Data-driven identification of rotating machines using ARMA deterministic parameter evolution in the angle/time domain

Abstract

The functional-series angle-/time-varying autoregressive moving-average (AT-FS-ARMA) model was used to model and analyze vibration-based signals from internal combustion engines. This approach is derived from the formulation of the time–angle periodically correlated processes, a relatively new topic in the cyclostationary framework, which has gained attention for modeling of mechanical signals. The AT-FS-ARMA model consists of traditional time-varying FS-ARMA-like models, but with the projection coefficients expanded in terms of the angular variable, dependent on time. Therefore, the method has the advantage of considering the angle periodicities often present in vibration-based signals from rotating and reciprocating machines.
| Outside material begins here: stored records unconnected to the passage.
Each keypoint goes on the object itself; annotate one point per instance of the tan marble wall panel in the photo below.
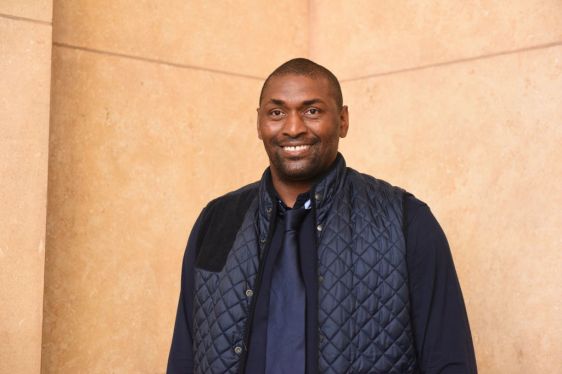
(25, 64)
(247, 37)
(137, 150)
(363, 37)
(39, 10)
(480, 143)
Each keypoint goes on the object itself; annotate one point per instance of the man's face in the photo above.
(300, 125)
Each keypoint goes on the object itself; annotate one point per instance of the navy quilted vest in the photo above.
(364, 318)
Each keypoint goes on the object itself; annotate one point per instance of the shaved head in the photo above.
(310, 69)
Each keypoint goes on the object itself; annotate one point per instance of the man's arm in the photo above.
(180, 359)
(441, 330)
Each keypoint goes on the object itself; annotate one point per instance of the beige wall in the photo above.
(25, 66)
(461, 104)
(152, 114)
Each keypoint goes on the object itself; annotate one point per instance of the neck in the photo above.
(288, 192)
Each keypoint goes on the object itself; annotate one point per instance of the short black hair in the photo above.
(308, 68)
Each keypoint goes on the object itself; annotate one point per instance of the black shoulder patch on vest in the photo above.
(221, 221)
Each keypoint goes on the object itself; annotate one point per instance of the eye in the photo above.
(276, 113)
(313, 112)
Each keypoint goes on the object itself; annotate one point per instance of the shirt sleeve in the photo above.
(180, 359)
(441, 330)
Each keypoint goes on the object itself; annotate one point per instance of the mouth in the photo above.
(296, 148)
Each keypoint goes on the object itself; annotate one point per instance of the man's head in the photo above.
(300, 120)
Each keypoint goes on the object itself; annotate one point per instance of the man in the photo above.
(317, 268)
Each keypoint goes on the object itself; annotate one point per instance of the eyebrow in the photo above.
(304, 103)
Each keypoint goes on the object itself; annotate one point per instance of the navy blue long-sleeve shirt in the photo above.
(440, 325)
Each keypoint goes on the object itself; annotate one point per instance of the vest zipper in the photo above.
(257, 287)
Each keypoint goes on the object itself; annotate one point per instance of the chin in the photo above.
(297, 172)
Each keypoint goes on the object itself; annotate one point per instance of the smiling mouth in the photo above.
(295, 148)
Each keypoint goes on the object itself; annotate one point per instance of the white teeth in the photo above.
(292, 148)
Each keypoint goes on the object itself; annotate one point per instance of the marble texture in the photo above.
(480, 143)
(367, 37)
(137, 149)
(245, 37)
(39, 10)
(25, 48)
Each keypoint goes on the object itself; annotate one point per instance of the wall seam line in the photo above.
(25, 19)
(308, 28)
(155, 61)
(454, 62)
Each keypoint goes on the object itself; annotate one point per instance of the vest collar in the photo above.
(321, 192)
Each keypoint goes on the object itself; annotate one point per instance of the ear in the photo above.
(258, 123)
(344, 121)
The performance is illustrated by an experimental application of signals measured in a diesel internal combustion engine (ICE) with a constant operating speed. The accuracy of the model is evaluated through the residual sum of squares normalized by the series sum of squares. To illustrate the use of the AT-FS-ARMA for vibration analysis of ICEs, parametric angle–frequency spectrum was estimated and compared to angular-varying pseudo-Wigner–Ville distribution/spectrum. The results showed that AT-FS-ARMA provides a useful complementary tool for analysis.